San Francisco California’s alt-rockers Black Rebel Motorcycle Club (BRMC) have built a 20-year career on anthemic dirges with dark lyrics and hard-driving guitars. Coming together in 1998 and released their debut album B.R.M.C. in 2001, the first few BRMC albums were signature Post-Grunge, Post-Punk, Garage Rock, but as the band have progressed they have explored deeper and more ethereal compositions. As a result, their sound has evolved, and they have developed a musical signature that, while nodding to some other artists, is uniquely their own.
A Power Trio since their inception, BRMC’s current lineup consists of founding members Guitarist/Vocalist/Harmonicist Peter Hayes and Bassist/Vocalist/Guitarist Robert Levon Been, along with Leah Shapiro, who joined the band in 2008, behind the drum kit.
Ready to make some noise yet again, their latest album, Wrong Creatures, is due January 12th, 2018 thanks to BMG/Vagrant Records. Their eighth overall album, Wrong Creatures comes five years after 2013’s Specter at the Feast, which dedicated to the memory of Been’s father Michael, the leader of early New Wave band The Call, who died unexpectedly in 2010. As a result, Wrong Creatures is a bit more upbeat, but will never be accused of being a festival of sunshine and rainbows.

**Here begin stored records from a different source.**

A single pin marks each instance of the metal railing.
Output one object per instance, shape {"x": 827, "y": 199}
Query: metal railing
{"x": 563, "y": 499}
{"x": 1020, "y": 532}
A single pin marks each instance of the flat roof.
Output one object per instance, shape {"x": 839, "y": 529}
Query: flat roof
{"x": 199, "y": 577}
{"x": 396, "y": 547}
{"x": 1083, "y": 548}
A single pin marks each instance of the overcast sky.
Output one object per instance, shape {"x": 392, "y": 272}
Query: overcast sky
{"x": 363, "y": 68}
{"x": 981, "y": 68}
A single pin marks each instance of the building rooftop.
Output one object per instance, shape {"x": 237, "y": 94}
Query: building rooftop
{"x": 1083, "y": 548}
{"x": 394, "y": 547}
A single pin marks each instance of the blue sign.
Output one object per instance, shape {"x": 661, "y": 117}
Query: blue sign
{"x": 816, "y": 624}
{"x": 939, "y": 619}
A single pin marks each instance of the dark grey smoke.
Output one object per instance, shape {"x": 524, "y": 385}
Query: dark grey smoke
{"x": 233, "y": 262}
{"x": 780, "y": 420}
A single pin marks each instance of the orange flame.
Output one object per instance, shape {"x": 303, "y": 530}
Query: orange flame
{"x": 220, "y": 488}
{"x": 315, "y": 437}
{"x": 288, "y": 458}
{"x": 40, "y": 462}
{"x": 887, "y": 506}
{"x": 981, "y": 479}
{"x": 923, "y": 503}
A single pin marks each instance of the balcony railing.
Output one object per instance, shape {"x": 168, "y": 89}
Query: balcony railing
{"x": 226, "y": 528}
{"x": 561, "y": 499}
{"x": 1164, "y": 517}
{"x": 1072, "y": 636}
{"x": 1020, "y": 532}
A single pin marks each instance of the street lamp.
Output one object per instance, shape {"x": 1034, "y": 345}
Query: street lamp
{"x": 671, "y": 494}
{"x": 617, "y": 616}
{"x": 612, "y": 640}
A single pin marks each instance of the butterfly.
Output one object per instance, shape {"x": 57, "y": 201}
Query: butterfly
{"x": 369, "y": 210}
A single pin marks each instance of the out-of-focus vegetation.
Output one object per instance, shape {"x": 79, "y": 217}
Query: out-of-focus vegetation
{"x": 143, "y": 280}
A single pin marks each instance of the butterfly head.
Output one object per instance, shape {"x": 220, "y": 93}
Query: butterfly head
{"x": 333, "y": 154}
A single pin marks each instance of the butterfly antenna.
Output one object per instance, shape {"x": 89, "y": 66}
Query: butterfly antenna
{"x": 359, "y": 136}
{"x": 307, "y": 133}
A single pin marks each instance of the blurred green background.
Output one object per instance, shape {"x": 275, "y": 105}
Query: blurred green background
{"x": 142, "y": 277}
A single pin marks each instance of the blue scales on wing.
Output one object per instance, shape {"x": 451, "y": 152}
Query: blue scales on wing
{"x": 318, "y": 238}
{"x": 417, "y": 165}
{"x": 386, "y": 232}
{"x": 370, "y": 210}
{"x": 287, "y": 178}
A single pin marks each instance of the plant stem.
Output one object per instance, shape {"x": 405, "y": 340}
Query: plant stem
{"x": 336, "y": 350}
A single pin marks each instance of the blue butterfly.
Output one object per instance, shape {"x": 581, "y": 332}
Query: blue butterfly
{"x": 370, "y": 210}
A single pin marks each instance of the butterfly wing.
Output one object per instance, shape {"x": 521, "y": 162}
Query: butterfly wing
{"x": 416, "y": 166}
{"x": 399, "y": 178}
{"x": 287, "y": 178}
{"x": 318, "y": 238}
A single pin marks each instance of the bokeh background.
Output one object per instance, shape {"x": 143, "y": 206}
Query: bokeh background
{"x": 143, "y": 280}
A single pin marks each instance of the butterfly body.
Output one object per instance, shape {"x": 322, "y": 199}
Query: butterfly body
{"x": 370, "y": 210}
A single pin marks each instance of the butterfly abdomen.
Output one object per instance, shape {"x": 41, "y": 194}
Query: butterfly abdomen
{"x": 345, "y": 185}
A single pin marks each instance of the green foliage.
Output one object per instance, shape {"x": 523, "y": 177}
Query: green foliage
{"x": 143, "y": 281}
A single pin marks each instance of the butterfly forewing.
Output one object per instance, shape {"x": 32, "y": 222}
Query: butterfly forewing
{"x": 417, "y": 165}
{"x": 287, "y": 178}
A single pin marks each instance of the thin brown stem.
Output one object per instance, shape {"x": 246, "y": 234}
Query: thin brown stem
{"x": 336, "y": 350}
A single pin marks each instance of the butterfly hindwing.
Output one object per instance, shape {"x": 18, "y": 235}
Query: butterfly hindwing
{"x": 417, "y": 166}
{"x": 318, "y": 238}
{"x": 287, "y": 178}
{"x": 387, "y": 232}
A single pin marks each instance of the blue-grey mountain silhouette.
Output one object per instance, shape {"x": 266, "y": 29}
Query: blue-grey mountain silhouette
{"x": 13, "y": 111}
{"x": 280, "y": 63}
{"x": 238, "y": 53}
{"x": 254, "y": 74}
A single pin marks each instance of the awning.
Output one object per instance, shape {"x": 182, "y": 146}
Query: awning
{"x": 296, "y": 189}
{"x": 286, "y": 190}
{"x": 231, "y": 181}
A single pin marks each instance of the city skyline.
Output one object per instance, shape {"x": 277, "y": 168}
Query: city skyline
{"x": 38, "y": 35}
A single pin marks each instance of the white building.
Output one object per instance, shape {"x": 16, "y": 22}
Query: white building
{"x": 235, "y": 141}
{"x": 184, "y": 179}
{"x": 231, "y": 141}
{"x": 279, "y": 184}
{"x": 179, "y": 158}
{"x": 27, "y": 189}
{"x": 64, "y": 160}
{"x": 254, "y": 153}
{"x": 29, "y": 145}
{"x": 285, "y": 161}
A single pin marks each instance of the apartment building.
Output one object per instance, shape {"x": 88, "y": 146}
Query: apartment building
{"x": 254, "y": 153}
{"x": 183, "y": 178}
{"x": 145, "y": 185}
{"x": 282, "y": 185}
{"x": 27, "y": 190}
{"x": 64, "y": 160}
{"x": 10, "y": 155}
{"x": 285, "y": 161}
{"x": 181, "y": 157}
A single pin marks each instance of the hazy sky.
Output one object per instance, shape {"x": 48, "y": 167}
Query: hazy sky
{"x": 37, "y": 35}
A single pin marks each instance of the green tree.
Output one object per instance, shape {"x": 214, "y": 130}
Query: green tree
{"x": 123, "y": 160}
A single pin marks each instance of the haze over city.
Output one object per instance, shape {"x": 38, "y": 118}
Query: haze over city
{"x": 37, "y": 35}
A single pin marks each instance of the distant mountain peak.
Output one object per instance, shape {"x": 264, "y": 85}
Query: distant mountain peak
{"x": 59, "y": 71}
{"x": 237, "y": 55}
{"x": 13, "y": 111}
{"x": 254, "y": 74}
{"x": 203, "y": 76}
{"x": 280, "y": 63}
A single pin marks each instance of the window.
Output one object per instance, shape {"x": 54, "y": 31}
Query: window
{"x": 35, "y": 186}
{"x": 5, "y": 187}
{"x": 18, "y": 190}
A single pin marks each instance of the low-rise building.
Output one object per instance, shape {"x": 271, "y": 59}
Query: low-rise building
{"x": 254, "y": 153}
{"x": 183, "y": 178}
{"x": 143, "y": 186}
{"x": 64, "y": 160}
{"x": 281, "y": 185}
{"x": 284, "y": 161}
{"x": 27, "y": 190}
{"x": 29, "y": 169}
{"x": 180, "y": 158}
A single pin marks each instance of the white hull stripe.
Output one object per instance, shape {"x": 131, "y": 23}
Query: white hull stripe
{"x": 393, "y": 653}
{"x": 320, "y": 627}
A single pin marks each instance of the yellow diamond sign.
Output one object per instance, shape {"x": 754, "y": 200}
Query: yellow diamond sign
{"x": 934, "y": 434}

Consisting of 12 new songs, with production from Nick Launay (Nick Cave, Arcade Fire), BRMC waste no time to set the mood with “DFF,” an instrumental track with wispy keyboards over a subtle rhythm section. Rather than considering one or the other the front man, Been and Hayes share lead vocal duties, and when they sing in harmony, they complement each other perfectly. The second track, “Spook,” exemplifies this point/counterpoint approach perfectly.
By the third track, “King of Bones,” BRMC have hit their stride. The track betrays a major influence of the band, and could easily have been a song found on Damage and Joy, The Jesus and Mary Chain’s triumphal 2017 return. This is not to say that BRMC is derivative, but the influence is very apparent, and it is a fitting tribute.
Another fine song on the album is “Echo,” which features the keyboard prominently, with another subtle guitar track, and the most heartfelt lyrics on the album. There is a shade of Coldplay at work on “Echo,” however, as with “King of Bones,” their take is original and not derivative.
Highlights from the second half of the album include “Calling Them All Away,” which is a great example of ethereal Rock-n-Roll; like a wonderful dream that one hopes to never wake up from, and “Little Thing Gone Wild,” a breathless, almost Industrial track with a riotous guitar track. Bringing it all to a conclusion is “Carried From The Start, a spaced-out, hard rocking dream, and “All Rise” which is almost piano ballad at first, that descends into a cacophony of strings and captures the chaos and ambiguity of love nearly perfectly.
Black Rebel Motorcycle Club have evolved over the years from a Garage Rock sound to something more sophisticated and evocative than most trios can manage. Wrong Creatures distills that complexity into twelve compelling tracks that are all easily listenable, if not easily comprehended. It is safe to say, 20 years into their musical journey, the band has reached the pinnacle of their genre. For this, CrypticRock give Wrong Creatures 4.5 of 5 stars.